# Army Cadet Corps looking for help? - in Edmonton



## Pea (10 Dec 2005)

I understand there is a phone number I can call to find out about Cadet Corps in my area. However, I am wondering if anyone on here is a CI or CIC officer at a corps in Edmonton, and knows they need help. I am looking to come in and volunteer and then hopefully become a CIC officer.

If anyone has any insight, please let me know.

Thank you.


----------



## p_imbeault (10 Dec 2005)

Good luck Card, are you an ex?


----------



## Pea (10 Dec 2005)

p_imbeault said:
			
		

> Good luck Card, are you an ex?



Thanks. I was an Army Cadet until 2003, and worked my way through the program up to staff. I had a great time, and Cadets helped me become the person I am today. Now I am looking to give back to the program.


----------



## Pea (12 Jul 2006)

Just wanted to bump this one up again. I realize it is summer holidays and that the corps are stood down for the summer.

I will be starting to call some local corps come fall, but just wanted to again see if anyone on here knew of any corps looking for help. I'm looking to volunteer at an Army Cadet Corps in Edmonton.
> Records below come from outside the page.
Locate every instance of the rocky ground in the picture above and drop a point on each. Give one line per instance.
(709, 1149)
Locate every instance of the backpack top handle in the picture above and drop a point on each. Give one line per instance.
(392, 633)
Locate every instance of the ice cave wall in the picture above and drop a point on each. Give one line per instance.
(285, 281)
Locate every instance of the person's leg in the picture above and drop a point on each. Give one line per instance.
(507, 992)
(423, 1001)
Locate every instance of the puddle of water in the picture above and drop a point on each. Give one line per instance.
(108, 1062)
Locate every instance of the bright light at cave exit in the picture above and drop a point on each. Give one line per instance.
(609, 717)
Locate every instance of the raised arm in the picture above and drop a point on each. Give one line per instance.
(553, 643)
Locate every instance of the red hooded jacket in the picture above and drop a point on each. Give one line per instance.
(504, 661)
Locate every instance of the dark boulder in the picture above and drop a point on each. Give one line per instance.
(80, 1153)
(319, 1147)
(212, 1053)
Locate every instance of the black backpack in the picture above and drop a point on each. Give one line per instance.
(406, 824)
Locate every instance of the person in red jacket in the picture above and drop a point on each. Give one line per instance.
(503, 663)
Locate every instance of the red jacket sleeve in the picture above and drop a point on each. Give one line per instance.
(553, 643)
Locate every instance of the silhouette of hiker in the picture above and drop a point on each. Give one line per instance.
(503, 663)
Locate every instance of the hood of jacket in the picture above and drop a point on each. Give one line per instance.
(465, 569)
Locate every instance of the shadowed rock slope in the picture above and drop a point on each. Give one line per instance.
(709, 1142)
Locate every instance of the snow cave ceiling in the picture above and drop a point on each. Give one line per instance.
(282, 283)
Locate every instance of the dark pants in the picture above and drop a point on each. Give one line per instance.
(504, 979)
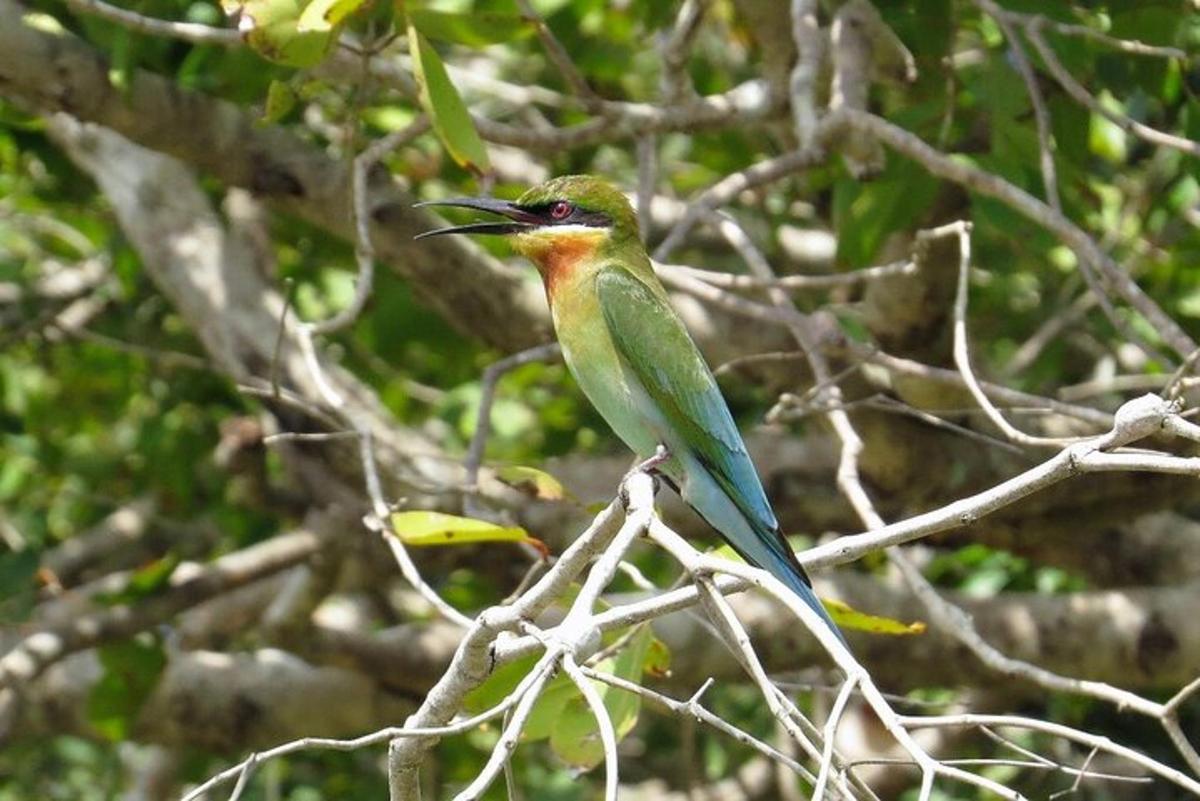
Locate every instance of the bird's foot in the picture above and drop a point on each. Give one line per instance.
(649, 467)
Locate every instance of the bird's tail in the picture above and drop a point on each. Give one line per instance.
(787, 570)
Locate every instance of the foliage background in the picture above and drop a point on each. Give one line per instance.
(111, 403)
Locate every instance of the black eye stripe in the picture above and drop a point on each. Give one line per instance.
(577, 216)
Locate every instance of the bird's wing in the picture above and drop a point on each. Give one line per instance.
(654, 344)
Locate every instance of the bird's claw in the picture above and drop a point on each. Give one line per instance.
(649, 467)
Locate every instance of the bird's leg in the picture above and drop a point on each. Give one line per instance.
(649, 467)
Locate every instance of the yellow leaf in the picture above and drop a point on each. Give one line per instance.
(846, 616)
(438, 529)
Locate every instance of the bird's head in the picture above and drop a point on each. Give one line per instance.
(563, 220)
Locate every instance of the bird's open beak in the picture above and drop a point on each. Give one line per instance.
(520, 218)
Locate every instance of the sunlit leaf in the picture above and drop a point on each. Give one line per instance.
(442, 102)
(502, 681)
(273, 29)
(327, 14)
(534, 482)
(473, 29)
(846, 616)
(437, 529)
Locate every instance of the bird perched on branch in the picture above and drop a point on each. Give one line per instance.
(636, 362)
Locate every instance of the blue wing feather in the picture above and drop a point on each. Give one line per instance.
(719, 477)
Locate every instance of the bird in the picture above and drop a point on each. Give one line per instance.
(635, 361)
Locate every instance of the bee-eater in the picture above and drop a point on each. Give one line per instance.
(635, 361)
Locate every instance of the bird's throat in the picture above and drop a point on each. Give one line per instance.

Thanks to anyone who can assist.


----------



## rogsco (26 Jul 2006)

Probably the easiet place to start is by calling up the Area Cadet Officer (Army) at the Regional Cadet Support Unit Detachment Edmonton. They should be able to point you in the direction of any Edm area units that are short staffed. You can find email and telephone # for ACO(Army) staff at www.regions.cadets.forces.gc.ca/pra/ab-det/contacts_e.asp


----------